- The National Association of Regulatory Utility Commissioners (NARUC) is calling on federal regulators to overhaul the Public Utility Regulatory Policies Act of 1978 to reflect major changes in the energy industry since the law was passed nearly 40 years ago.
- In a letter to the Federal Energy Regulatory Commission, NARUC leadership called for regulations that would move away from administratively-determined avoided costs and encourage the use of competitive solicitations for PURPA compliance and project selection.
- Many states have been making ad hoc changes to how the law is applied, as some utilities say they are required to purchase unnecessary power after a slew of smaller renewable projects are proposed.
PURPA was originally enacted to compel utilities to diversify fuel resources and shift away from imported oil in the 1970s. Since its inception, the law became a major driver for renewable energy growth in vertically-integrated markets.
According to state regulators, there have been four significant changes since PURPA was originally enacted —including energy markets and new technologies — that make it time for a serious overhaul.
Among those changes are the open-access regulation of the transmission system; use of competitive methods to select projects throughout the states; creation of wholesale markets; and the widespread adoption of qualifying facilities technologies as sources of power.
In a statement, NARUC President John Betkoski III called for a speedy review of the issue.
“We appreciate the challenges for FERC to address the many issues that have been stalled over the past year. However, PURPA is an issue that deserves immediate attention and action,” Betkoski said. “Our state members have a deep interest in ensuring that PURPA is reformed in a manner that reflects our needs today. We need renewables, but we need to procure them in a better way.”
The group of state regulators outlined several ways to reform PURPA, including calling on FERC to adopt regulations that move away from the use of administratively-determined avoided costs. Instead, regulators say the commission should encourage the use of competitive solicitations for PURPA compliance and project selection. And, they say FERC should also address its 20-MW threshold for qualifying facilities, which now have access to markets.
“FERC already has the statutory authority to enact comprehensive reforms of PURPA’s implementing regulations, and it would be an enormous missed opportunity if FERC enacted only small changes to them,” Travis Kavulla, past president of NARUC and vice-chairman of the Montana Public Service Commission, said in a statement.
“There are ways forward on this problem that encourage both competition and the development of renewable technologies, while protecting consumers," Kavulla said.

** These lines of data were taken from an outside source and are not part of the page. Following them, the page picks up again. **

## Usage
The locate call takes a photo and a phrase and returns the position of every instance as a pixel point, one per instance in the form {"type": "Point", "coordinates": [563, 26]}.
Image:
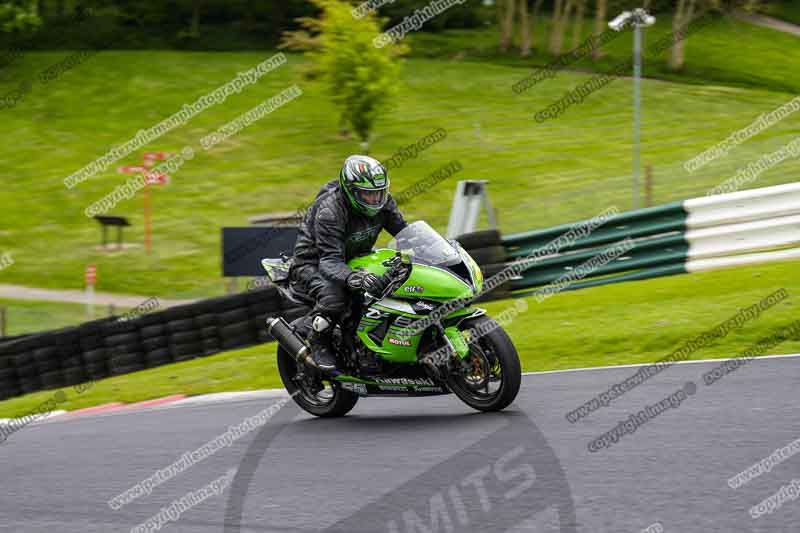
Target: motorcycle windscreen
{"type": "Point", "coordinates": [426, 245]}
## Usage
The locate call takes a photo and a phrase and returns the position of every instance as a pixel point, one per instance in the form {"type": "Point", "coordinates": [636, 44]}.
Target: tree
{"type": "Point", "coordinates": [360, 77]}
{"type": "Point", "coordinates": [525, 36]}
{"type": "Point", "coordinates": [19, 17]}
{"type": "Point", "coordinates": [577, 29]}
{"type": "Point", "coordinates": [506, 23]}
{"type": "Point", "coordinates": [599, 25]}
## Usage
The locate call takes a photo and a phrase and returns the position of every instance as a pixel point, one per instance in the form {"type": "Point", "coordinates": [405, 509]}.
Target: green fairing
{"type": "Point", "coordinates": [424, 283]}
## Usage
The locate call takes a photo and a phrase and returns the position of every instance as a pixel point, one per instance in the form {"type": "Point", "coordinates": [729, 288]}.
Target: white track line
{"type": "Point", "coordinates": [637, 365]}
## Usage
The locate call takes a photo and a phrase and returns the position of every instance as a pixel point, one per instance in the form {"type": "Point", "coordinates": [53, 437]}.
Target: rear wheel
{"type": "Point", "coordinates": [489, 377]}
{"type": "Point", "coordinates": [330, 401]}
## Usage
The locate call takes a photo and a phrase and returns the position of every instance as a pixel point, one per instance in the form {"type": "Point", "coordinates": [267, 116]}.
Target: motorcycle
{"type": "Point", "coordinates": [419, 337]}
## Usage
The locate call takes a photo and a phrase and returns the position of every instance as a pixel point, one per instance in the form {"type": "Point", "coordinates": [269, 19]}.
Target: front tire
{"type": "Point", "coordinates": [332, 401]}
{"type": "Point", "coordinates": [492, 361]}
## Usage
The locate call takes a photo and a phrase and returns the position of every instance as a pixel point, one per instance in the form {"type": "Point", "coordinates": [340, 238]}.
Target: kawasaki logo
{"type": "Point", "coordinates": [399, 342]}
{"type": "Point", "coordinates": [407, 381]}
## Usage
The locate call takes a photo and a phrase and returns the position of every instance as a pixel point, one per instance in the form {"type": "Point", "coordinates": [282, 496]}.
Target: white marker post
{"type": "Point", "coordinates": [91, 279]}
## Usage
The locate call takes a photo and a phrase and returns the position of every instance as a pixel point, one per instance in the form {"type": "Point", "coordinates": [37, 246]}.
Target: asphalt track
{"type": "Point", "coordinates": [398, 465]}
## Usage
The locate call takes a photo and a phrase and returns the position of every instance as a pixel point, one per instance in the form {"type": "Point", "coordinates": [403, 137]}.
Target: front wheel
{"type": "Point", "coordinates": [489, 377]}
{"type": "Point", "coordinates": [330, 401]}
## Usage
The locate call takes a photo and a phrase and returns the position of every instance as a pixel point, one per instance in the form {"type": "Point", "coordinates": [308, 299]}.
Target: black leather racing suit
{"type": "Point", "coordinates": [331, 234]}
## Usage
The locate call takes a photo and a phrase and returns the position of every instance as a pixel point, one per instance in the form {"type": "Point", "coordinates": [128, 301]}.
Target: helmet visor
{"type": "Point", "coordinates": [374, 198]}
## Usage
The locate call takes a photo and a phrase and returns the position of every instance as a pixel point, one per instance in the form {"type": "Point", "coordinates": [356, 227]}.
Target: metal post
{"type": "Point", "coordinates": [637, 74]}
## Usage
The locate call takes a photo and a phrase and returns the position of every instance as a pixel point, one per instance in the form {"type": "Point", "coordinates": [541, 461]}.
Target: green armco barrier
{"type": "Point", "coordinates": [646, 259]}
{"type": "Point", "coordinates": [640, 249]}
{"type": "Point", "coordinates": [639, 223]}
{"type": "Point", "coordinates": [649, 273]}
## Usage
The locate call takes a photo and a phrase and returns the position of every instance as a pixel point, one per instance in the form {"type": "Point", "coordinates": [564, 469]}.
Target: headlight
{"type": "Point", "coordinates": [474, 269]}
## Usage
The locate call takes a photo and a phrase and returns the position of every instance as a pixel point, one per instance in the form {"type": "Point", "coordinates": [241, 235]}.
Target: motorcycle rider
{"type": "Point", "coordinates": [344, 222]}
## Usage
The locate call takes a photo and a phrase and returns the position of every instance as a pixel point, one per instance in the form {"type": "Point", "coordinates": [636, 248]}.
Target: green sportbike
{"type": "Point", "coordinates": [419, 337]}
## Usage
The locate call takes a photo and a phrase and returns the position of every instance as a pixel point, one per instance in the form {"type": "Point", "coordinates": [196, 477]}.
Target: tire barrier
{"type": "Point", "coordinates": [110, 347]}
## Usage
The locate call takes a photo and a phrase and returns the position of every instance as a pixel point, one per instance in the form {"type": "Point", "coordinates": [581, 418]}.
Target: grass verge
{"type": "Point", "coordinates": [618, 324]}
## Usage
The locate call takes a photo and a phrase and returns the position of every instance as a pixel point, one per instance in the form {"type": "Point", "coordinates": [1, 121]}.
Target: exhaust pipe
{"type": "Point", "coordinates": [290, 341]}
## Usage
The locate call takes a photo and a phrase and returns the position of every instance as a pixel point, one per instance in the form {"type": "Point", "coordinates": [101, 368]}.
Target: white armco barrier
{"type": "Point", "coordinates": [743, 228]}
{"type": "Point", "coordinates": [743, 206]}
{"type": "Point", "coordinates": [745, 237]}
{"type": "Point", "coordinates": [718, 263]}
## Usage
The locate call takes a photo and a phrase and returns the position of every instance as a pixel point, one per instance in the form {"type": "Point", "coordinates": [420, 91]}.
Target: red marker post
{"type": "Point", "coordinates": [90, 277]}
{"type": "Point", "coordinates": [150, 178]}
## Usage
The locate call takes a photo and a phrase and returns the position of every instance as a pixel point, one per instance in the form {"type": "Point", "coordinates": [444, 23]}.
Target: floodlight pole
{"type": "Point", "coordinates": [638, 18]}
{"type": "Point", "coordinates": [637, 107]}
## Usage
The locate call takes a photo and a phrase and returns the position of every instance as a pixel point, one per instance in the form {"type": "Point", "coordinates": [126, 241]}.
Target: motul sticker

Disputes over PURPA have been cropping up in individual states. Last month, the Michigan Public Service Commission approved the new avoided cost formula Consumers Energy Co. must use to buy power under PURPA. It was the first time those rates have been updated in almost 30 years. In 2015, the Idaho Public Utilities Commission slashed PURPA contracts to two years after regulators found longer contracts led to customers paying higher costs for renewable power. In North Carolina, a massive renewable energy bill beget a new bidding process under PURPA that allows major utility Duke Energy to competitively bid projects.
And Montana is quickly becoming another hotspot after regulators voted to cut PURPA rates by 40% the past summer. Solar advocates filed a lawsuit earlier this week against the PSC in response to the decision, saying regulators violated Montana state law and that the rate cut was "unreasonable."